Immigration policies
Failure on this front handed the far-right Alternative für Deutschland almost 13 per cent of the vote in September, they say, an analysis shared by the CSU, Merkel’s Bavarian allies and a third unknown in talks.
Next September it faces a crucial state election and, after years of protesting but eventually backing Merkel’s liberal immigration policies, the CSU is adopting a tough refugee policy to appease would-be voters – to the fury of the SPD.
Which leads to the greatest question mark: whether the latest coalition talks in Berlin will ever lead to a government.
After all, the five-day exploratory session starting on Sunday is talks about talks: whether the parties see enough common ground to make formal coalition talks worthwhile.

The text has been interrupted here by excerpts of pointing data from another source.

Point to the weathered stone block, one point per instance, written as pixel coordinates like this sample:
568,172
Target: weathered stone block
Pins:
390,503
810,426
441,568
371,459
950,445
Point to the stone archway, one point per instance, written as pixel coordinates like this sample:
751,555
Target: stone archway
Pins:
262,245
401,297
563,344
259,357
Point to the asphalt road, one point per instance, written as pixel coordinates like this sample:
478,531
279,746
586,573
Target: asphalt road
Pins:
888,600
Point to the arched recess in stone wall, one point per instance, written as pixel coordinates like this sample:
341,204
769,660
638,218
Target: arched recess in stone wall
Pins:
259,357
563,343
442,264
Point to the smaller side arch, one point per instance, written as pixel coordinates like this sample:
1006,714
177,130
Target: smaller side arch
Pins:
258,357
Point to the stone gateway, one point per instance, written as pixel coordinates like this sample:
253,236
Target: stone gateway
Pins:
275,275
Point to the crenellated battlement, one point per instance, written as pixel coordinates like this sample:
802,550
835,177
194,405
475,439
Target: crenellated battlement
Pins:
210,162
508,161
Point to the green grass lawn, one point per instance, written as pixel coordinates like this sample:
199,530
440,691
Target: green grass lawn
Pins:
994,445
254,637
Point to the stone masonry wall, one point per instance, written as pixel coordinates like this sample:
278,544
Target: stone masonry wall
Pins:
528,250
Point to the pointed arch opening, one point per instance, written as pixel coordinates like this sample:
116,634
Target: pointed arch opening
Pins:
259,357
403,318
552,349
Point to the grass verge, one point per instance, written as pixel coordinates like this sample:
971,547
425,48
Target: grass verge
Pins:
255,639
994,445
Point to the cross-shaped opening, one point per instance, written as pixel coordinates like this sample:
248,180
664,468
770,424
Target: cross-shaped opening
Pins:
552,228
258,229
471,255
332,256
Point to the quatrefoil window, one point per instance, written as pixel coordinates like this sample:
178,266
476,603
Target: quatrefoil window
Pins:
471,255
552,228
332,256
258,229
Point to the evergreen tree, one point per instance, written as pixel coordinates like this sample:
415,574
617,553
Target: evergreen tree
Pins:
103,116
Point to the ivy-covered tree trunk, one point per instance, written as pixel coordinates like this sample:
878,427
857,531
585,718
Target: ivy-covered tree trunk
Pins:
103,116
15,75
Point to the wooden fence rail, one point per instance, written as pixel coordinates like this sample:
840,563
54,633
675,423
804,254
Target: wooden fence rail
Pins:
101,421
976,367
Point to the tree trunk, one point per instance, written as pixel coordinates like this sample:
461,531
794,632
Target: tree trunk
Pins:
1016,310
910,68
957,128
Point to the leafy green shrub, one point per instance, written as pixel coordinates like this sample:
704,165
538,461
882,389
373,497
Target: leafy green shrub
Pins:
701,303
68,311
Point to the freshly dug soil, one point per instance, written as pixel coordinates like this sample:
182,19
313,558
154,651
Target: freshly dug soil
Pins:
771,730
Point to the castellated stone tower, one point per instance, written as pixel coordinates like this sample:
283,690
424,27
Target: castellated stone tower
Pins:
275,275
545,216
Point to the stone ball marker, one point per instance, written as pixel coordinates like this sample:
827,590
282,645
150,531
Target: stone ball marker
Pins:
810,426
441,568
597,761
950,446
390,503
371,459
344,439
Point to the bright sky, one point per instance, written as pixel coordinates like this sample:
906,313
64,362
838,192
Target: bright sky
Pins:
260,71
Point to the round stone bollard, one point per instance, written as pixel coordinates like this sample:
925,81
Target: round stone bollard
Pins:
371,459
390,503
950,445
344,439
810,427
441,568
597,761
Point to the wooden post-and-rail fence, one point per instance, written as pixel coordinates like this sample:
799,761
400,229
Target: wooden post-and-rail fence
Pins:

SPD leaders have taken an open-ended approach: any formal talks will be book-ended by two votes, of delegates and rank-and-file members respectively. If either reject the prospective coalition deal, Angela Merkel is out of options – unless, that is, she drops her opposition to some sort of minority arrangement.
Elections are as unappealing an option for the traumatised SPD as the CDU/CSU. All are loath to hand the AfD another electoral triumph, particularly the CDU because another poll would throw open an awkward question: is party leader Angela Merkel now an electoral asset or a liability?
Voter ambivalence
On this question, polls suggest German voters are ambivalent. Party support is largely unchanged from September and two-thirds believe Merkel is no longer the leader she once was. But the same poll for public broadcaster ARD this week said almost two-thirds agreed that Merkel was still “a good chancellor”.
Political strategist and pollster Richard Hillmer, a long-time Merkel adviser, said the wily German leader may yet master the many unknowns ahead.
But as Europe waits for Berlin, he says German voters have yet to be convinced the would-be coalition partners have far-reaching ideas to address their deep insecurity at a time of massive change.
Just 45 per cent of Germans favour another grand coalition – the third since 2005 – while 52 per cent said they had no opinion what kind of government would be best for Germany.
“The big parties lost massive support since the refugee wave of 2015,” Hillmer says , “and, if grand coalition [talks] fail it could come to larger political fluctuations.”